Yes, adding some documentation or a warning would be useful. In my understanding the OperatorTest class serves to help a user check if the implementation of an operator derivative, adjoint etc. is correct. If this is not reliable (even if this is due to external libraries), then this probably causes confusion instead of fulfilling its purpose and the user should be at least warned.

I agree to your general sentiment that failing diagnostics can be confusing if they just reflect expected behavior (from the implementation point of view).

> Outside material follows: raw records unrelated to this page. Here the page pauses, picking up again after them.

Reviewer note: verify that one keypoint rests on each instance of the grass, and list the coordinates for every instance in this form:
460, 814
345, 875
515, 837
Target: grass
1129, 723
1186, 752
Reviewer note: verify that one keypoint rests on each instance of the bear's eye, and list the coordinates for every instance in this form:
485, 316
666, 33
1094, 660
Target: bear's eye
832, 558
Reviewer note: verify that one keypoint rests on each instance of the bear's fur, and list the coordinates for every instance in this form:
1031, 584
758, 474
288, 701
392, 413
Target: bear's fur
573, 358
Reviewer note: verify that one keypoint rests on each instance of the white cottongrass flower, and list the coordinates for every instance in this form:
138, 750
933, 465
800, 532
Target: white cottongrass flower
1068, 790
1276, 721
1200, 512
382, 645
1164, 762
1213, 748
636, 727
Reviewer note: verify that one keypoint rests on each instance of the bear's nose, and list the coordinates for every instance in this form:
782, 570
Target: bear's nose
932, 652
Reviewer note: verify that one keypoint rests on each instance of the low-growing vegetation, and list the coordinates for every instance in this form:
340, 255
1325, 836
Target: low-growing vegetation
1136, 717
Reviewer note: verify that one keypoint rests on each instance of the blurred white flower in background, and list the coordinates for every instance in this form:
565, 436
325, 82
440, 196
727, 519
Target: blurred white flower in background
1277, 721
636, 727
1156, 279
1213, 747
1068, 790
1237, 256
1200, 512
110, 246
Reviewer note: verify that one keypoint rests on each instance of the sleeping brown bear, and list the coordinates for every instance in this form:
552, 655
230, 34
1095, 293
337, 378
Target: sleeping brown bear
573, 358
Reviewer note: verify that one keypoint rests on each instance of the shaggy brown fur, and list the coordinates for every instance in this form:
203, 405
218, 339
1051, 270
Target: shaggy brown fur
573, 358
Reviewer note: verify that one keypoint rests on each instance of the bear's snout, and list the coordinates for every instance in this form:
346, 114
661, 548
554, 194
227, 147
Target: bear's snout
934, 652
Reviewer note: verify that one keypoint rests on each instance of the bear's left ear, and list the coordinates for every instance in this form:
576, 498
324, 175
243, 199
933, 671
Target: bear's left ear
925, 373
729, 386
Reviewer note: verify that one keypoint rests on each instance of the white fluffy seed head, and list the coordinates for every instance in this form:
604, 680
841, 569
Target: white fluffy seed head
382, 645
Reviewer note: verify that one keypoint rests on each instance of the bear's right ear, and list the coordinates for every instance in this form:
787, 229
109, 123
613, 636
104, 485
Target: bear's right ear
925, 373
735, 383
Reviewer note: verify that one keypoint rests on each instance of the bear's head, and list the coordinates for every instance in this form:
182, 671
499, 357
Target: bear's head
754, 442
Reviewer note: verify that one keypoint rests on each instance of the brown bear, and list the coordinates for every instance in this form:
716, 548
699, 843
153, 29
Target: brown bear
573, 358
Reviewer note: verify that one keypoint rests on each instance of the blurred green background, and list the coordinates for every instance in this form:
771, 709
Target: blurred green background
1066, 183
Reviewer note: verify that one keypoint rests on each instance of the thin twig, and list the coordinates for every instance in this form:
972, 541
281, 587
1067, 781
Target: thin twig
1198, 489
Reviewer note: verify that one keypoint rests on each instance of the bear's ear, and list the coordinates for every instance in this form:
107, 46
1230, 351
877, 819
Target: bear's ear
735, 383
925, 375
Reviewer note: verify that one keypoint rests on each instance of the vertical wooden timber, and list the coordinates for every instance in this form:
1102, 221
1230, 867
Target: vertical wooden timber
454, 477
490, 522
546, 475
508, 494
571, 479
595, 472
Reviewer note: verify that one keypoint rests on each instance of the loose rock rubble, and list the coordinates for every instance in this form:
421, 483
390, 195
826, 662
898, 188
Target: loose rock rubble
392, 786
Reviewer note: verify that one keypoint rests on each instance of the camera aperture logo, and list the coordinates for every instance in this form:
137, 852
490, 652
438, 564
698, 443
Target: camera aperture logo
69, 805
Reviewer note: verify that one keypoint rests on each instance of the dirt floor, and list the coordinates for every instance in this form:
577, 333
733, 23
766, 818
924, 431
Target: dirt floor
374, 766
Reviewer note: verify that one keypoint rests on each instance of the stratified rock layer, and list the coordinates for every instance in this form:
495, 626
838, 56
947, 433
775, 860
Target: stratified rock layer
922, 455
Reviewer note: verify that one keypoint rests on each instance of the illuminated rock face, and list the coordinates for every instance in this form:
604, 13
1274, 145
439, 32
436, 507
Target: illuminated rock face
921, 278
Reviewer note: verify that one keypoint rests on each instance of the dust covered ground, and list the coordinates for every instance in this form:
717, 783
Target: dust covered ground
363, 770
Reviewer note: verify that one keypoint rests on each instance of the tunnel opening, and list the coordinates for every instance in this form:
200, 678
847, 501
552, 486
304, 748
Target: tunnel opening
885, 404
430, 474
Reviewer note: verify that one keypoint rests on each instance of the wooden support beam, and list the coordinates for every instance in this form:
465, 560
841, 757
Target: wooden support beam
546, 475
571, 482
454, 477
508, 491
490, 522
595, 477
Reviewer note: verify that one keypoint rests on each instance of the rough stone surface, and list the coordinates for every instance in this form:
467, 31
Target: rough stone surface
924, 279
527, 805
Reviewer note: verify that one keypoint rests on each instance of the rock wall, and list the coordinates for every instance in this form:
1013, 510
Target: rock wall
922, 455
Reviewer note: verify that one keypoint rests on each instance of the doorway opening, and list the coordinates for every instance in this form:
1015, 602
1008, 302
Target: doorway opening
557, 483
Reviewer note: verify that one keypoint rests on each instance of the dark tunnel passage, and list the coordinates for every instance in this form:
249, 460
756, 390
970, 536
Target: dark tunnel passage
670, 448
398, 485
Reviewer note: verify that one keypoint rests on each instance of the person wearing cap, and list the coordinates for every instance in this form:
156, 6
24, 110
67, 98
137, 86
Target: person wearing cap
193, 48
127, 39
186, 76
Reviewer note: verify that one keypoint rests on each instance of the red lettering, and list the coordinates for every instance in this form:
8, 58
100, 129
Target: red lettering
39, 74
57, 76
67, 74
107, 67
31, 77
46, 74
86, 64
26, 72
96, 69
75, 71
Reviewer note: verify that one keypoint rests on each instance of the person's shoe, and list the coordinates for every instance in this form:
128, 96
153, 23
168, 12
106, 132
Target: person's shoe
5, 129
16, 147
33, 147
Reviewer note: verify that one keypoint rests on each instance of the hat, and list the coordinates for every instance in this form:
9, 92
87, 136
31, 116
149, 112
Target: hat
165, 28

Let me just add that the typical user who makes use of that functionality is probably an advanced user who likes to get some quick correctness test for a custom operator they implemented. In that scenario, the diagnostics typically give a much larger error initially if there's a real issue in the implementation, more like in the order of 1. After fixing the bugs, the error may go down to single precision error. Since the user likely has a good understanding of the implementation details, they can tell if a failure is more likely due to loss of precision in one of the steps, or due to another, more subtle bug.

The diagnostics are less useful as a tool for somebody who browses the library and tests some random operator from the shelf. That said, we should definitely clarify the intention of this subpackage, and explain how to interpret results.

Also note that the linearity failure you observed was in an internal method that would not have been called by the public OperatorTest.derivative method.

If you run the adjointness tests you will see similar things with the ray transform. Adjointness is much harder to get correct, and with external libraries there's just nothing you can do but hope that they fix the issue for you.